Several hours later, during the wedding feast at the St. John town house—Gemma seeing no reason to let all the preparation go to waste—Juliana escaped the laughter-filled public rooms and the scrutiny of her friends with the excuse of having to use the necessary.
She breathed a sigh of relief when she stepped into an empty back hall. She was glad people were enjoying the banquet she and Gemma had meticulously organized, but the congratulations and the questions had begun to weigh on her. What she’d done would be a nine days’ wonder, and the first day of it was already wearying.
A strong hand landed on her shoulder, and Juliana bit back a startled cry. Elliot put his finger to his lips, leaned down, and kissed her cheek.
“Time to go,” he said.
She wanted to—restlessness gripped her like a fever—but Juliana mouthed the correct words. “That would be a bit rude, would it not? My stepmother has gone to all this trouble.”
Elliot ran his hand down her arm to lace his fingers with hers. “Do you want to go home, Juliana?”
Juliana closed her eyes, breathing in his warmth. “Yes.”
“Then we go.”
Without waiting for further argument, Elliot led her down the servants’ staircase and through the kitchen to the back door, where an Indian man in white clothes and turban waited with Juliana’s summer coat and two valises. The Indian man helped Juliana into her wraps without a word and just as silently opened the door and ushered them out of the house.
The ride to Juliana’s new home took a long time. They boarded a train that chugged slowly north and west, into the heart of the Highlands. In a private compartment, the wife of Elliot’s Indian servant helped Juliana change from her wedding gown into a traveling dress. Her valise proved to have been packed with sensible traveling clothes—Ainsley and Gemma looking after her to the end.

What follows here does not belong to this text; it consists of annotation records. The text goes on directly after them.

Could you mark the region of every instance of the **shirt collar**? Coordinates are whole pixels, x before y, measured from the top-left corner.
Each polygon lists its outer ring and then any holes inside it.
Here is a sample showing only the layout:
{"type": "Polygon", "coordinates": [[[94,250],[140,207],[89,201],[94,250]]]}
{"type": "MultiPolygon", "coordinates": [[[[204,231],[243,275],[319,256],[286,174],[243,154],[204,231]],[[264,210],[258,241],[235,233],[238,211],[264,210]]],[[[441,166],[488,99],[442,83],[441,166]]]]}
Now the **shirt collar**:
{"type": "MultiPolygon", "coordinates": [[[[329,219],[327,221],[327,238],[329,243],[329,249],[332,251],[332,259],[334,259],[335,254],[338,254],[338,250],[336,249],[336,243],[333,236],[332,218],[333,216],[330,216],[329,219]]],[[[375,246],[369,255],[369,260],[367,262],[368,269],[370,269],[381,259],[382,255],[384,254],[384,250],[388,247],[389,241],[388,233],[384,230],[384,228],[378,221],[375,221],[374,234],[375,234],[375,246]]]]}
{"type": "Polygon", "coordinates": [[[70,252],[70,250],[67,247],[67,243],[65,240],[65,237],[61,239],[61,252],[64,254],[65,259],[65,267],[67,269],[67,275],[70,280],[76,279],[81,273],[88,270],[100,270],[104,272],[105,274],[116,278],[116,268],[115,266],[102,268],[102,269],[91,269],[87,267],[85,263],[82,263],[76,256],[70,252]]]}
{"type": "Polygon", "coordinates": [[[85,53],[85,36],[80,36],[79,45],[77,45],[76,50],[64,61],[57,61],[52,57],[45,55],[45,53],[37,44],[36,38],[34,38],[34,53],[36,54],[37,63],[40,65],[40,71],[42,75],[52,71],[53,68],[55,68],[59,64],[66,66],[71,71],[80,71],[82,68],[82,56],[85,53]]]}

As they traveled, the day’s remaining clouds broke into tatters before a strong wind, the sun emerging to bathe the world in warmth and glittering raindrops. High summer was coming on, which meant, this far north, the sun would linger well into night.
At Stirling, they took another train toward the coast, heading north of Dundee toward Aberdeen, where they boarded yet another train on a smaller line. They finally disembarked at a tiny station in a village called Highforth, thirty miles north of Aberdeen, tucked between mountains and the sea. The late afternoon sun silhouetted hills to the west and reflected on the stretch of sea to the east and north.
The station was nothing but a small building on the side of the track, the platform so short that passengers had to disembark one train car at a time. Elliot and his party were the only ones who descended, in any case.
Elliot went in search of the stationmaster, leaving his manservant and manservant’s family clustered around Juliana like colorful butterflies. A highland wind blew across the empty platform, swirling the colorful silks of the Indian women’s clothing, the creamy brown skirts of Juliana’s traveling frock, and the bright blue and green plaid of Elliot’s kilt.
The manservant, Juliana had learned during the journey, was called Mahindar, and he had brought with him from India his wife, Channan, mother, sister-in-law, and a small child who seemed to belong to the sister-in-law.
Mahindar’s mother calmly tucked a fold of her silk head scarf around her neck, looking neither left nor right as they waited for Elliot. Mahindar’s wife, Channan, plump and cylindrical, her shape emphasized by the narrow skirt and silks that wrapped her body, looked around with more interest. Channan’s younger sister—her half sister, if Juliana understood aright—held the little girl’s hand and shrank into Channan’s side.